In the largest increase in decades, the Department of Justice is allocating 311 new Assistant United States Attorneys to assist in priority areas. Those allocations are as follows: 190 violent crime prosecutors, 86 civil enforcement prosecutors, and 35 additional immigration prosecutors.
Many of the civil enforcement AUSA’s will support the newly created Prescription Interdiction & Litigation Task Force which targets the opioid crisis at every level of the distribution system.
“Under President Trump’s strong leadership, the Department of Justice is going on offense against violent crime, illegal immigration, and the opioid crisis — and today we are sending in reinforcements,” Sessions said. “We have a saying in my office that a new federal prosecutor is ‘the coin of the realm.’ When we can eliminate wasteful spending, one of my first questions to my staff is if we can deploy more prosecutors to where they are needed.
“I have personally worked to re-purpose existing funds to support this critical mission, and as a former federal prosecutor myself, my expectations could not be higher,” he continued. “These exceptional and talented prosecutors are key leaders in our crime fighting partnership. This addition of new assistant U.S. attorney positions represents the largest increase in decades.”
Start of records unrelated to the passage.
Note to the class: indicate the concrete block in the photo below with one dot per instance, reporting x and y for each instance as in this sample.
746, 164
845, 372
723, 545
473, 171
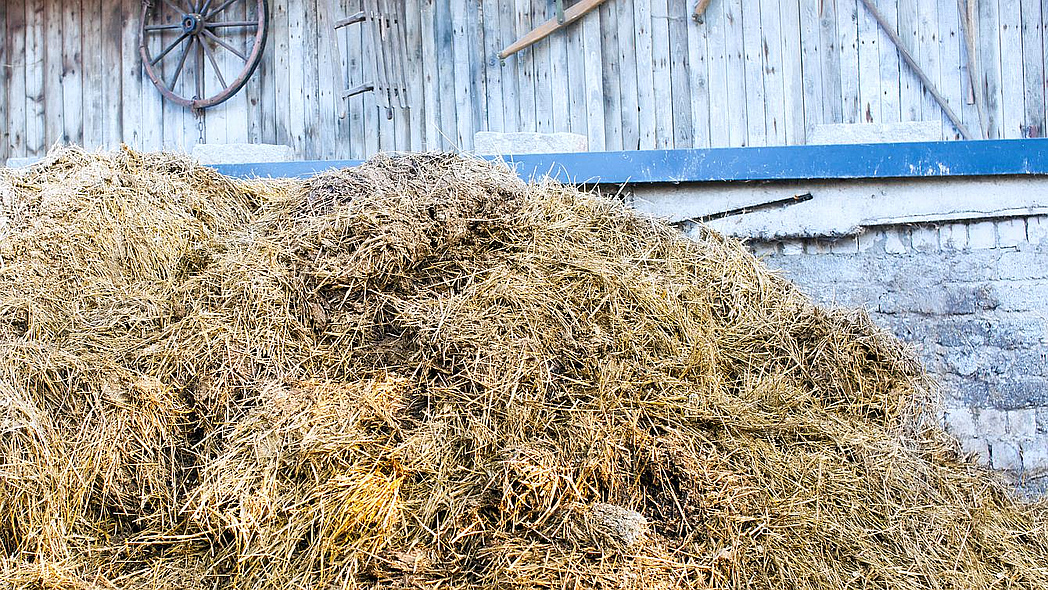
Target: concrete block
991, 422
897, 240
982, 235
1005, 455
1036, 230
792, 247
924, 238
490, 143
1023, 422
954, 236
960, 422
1010, 233
1035, 456
241, 153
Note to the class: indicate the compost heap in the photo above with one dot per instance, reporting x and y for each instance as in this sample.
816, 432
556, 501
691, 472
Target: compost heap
422, 372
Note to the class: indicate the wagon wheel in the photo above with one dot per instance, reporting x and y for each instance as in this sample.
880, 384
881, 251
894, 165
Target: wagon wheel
183, 41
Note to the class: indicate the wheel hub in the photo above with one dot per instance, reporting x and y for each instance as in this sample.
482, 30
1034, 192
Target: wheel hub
192, 24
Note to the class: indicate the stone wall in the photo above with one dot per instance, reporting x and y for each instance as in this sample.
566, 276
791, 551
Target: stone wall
973, 297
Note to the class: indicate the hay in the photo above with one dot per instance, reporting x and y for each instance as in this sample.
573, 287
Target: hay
422, 372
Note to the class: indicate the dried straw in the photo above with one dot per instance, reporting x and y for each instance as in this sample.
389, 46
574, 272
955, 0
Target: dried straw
422, 372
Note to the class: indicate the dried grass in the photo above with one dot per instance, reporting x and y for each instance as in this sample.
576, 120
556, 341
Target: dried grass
422, 372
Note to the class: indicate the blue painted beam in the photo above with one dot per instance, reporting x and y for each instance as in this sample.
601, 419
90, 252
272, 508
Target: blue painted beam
994, 157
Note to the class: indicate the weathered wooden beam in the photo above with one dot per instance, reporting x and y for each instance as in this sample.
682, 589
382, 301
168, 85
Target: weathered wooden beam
571, 15
929, 85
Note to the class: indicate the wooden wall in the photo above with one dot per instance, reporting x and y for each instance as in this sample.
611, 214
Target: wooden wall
633, 74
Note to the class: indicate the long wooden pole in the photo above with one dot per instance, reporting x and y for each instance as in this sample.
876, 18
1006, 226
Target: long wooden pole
571, 14
913, 65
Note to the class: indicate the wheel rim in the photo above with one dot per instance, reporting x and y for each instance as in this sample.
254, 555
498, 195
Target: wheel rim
200, 52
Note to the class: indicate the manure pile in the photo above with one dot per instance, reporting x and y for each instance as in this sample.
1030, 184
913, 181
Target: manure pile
423, 373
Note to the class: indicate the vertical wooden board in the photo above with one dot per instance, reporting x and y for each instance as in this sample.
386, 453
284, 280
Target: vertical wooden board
559, 80
430, 77
493, 71
510, 102
698, 72
576, 81
772, 31
752, 69
928, 31
413, 48
869, 67
328, 82
660, 68
131, 68
594, 85
811, 63
848, 44
646, 78
463, 100
542, 11
910, 87
1012, 94
36, 139
52, 73
627, 77
680, 87
112, 72
832, 97
1033, 68
15, 74
988, 43
717, 63
950, 66
889, 64
478, 85
525, 68
792, 71
609, 79
738, 100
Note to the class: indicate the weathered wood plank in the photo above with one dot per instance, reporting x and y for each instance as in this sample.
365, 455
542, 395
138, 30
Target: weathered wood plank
869, 68
772, 31
630, 114
811, 59
715, 20
792, 71
754, 72
698, 72
594, 85
737, 97
1033, 67
848, 44
36, 137
646, 79
680, 87
988, 42
53, 116
661, 72
1012, 92
609, 78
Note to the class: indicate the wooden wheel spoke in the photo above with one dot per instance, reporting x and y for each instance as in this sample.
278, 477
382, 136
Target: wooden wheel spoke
214, 64
169, 48
231, 23
181, 62
220, 7
224, 44
171, 26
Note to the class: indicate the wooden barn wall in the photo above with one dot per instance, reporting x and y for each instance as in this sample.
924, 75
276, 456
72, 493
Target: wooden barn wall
632, 74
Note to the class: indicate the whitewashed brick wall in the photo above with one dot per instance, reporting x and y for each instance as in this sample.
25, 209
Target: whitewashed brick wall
973, 297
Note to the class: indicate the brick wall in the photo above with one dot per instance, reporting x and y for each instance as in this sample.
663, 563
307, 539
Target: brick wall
973, 297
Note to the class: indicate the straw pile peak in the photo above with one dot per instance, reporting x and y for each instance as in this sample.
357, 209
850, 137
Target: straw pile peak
423, 372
In the Middle District of North Carolina, two of these AUSAs will focus on violent crime, and one will focus on civil enforcement. The Middle District office is responsible for enforcing federal law in 24 counties: Alamance, Cabarrus, Caswell, Chatham, Davidson, Davie, Durham, Forsyth, Guilford, Hoke, Lee, Montgomery, Moore, Orange, Person, Randolph, Richmond, Rockingham, Rowan, Scotland, Stanly, Stokes, Surry, and Yadkin. These counties are home to approximately 3 million North Carolinians.
“These three new prosecutor positions are crucial to our office’s ability to reduce violent crime, attack exploitation, and impact the opioid crisis in this region,” said Martin. “The public’s investment of these positions in our office will pay dividends in public safety and law enforcement. We are committed to getting the job done on behalf of our citizens.”